農産加工品の原材料生産において、正品を打った後の規格外品を有効活用しようという試みは、一部の品目を除いてほとんど成功しない。その一部というのは、全体の生産量・出荷量の分母が大きい大産地である。
たとえば、ホウレンソウでいえば、春から秋まで関西地区向け最大の産地である飛騨地域。
岐阜県高山市では、規格外ホウレンソウを冷凍加工して売り込む取り組みが軌道に乗っている。JA管内のホウレンソウの年間出荷量は約7200t。そのうち2割が規格外や端材だというから、4月から11月までの期間中に、加工用原料が1500t程度ある勘定だ。初年度の今年は、販売を予定していた約300tをすでに売り切っている。

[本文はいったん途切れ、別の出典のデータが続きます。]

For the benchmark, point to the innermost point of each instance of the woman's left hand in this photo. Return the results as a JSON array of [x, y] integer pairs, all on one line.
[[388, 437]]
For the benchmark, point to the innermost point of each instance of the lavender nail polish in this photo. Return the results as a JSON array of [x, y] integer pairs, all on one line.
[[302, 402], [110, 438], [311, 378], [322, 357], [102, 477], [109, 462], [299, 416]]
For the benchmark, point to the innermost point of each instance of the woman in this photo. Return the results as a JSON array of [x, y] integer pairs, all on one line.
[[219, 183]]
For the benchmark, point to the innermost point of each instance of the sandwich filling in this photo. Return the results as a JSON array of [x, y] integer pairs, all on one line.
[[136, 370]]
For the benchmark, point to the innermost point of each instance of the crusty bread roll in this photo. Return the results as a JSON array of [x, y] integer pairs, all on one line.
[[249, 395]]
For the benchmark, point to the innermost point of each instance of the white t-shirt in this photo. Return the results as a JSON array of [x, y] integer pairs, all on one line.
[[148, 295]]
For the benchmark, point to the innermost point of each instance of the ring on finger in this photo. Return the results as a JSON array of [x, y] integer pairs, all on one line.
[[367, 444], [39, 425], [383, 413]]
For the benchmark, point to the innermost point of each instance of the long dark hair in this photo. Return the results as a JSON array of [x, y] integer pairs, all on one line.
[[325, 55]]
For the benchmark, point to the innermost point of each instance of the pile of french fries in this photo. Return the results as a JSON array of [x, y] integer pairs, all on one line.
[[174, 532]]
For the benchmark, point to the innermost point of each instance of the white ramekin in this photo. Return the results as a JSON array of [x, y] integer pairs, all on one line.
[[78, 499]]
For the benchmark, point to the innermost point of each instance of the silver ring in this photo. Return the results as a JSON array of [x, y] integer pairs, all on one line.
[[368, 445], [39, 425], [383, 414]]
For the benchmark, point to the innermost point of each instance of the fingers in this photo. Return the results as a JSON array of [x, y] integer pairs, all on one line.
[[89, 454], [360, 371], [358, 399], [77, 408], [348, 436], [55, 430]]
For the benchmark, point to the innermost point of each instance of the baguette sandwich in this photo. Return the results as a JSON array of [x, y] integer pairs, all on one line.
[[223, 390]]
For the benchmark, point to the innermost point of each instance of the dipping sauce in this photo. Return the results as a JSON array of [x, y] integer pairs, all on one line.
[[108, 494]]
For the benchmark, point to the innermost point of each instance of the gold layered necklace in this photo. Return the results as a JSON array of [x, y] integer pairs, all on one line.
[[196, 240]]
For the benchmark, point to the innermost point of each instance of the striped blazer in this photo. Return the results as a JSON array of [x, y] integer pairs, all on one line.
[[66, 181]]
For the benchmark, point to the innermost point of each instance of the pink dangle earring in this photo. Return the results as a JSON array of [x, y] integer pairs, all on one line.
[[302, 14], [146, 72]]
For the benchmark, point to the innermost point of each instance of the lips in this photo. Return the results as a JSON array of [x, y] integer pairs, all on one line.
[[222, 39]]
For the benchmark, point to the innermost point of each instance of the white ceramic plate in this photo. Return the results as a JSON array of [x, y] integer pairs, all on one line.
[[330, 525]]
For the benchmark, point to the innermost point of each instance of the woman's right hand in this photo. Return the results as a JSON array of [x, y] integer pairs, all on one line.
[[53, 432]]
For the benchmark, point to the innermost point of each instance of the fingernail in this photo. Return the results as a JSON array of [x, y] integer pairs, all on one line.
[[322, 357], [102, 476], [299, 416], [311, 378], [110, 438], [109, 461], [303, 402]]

元々が生食用のため、茎が細く食べやすいのが類似品にない強み。とくに1kg~500gの大容量サイズが、味や品質にこだわる業者から引き合いが強いといい、岐阜市のメーカーは「生産が追いついていない」状態だという。現在の製品生産量は月に70t弱。
原材料はJAひだが仲介した管内の農家を中心に、約30人から仕入れる。JAを介しての仕入れは4月から11月末。安定供給を続けるため、冬場は県南部の冬ホウレンソウ産地などから仕入れる予定で、メーカーでは、希望する農家を募るため、JAを通して工場視察などを呼びかけている。
一方、果物関連でいえば、日本一のリンゴ産地・青森などが「分母が大きい」産地だ。農家からキズ果などを買い取り、カットリンゴ製造者などに供給するシステムをつくっている。
青森県弘前市のリンゴ農家でつくる「カットりんご生産者協議会」は、キズ果などを買い取り、協議会や地元企業が設立した食品加工会社に、カットフルーツ用として供給する仕組みを確立した。カットフルーツは、需要が伸びている一方で、どうしても安定供給とコストの関係から輸入果実の利用も多かった。
そんな現状打破を狙って、同協議会では弘前市産リンゴをPRしながら、全国で取引先を開拓することで、地域の加工業者の買い入れ価格を上回る20kg当たり2000円に設定して需要者に喜ばれている。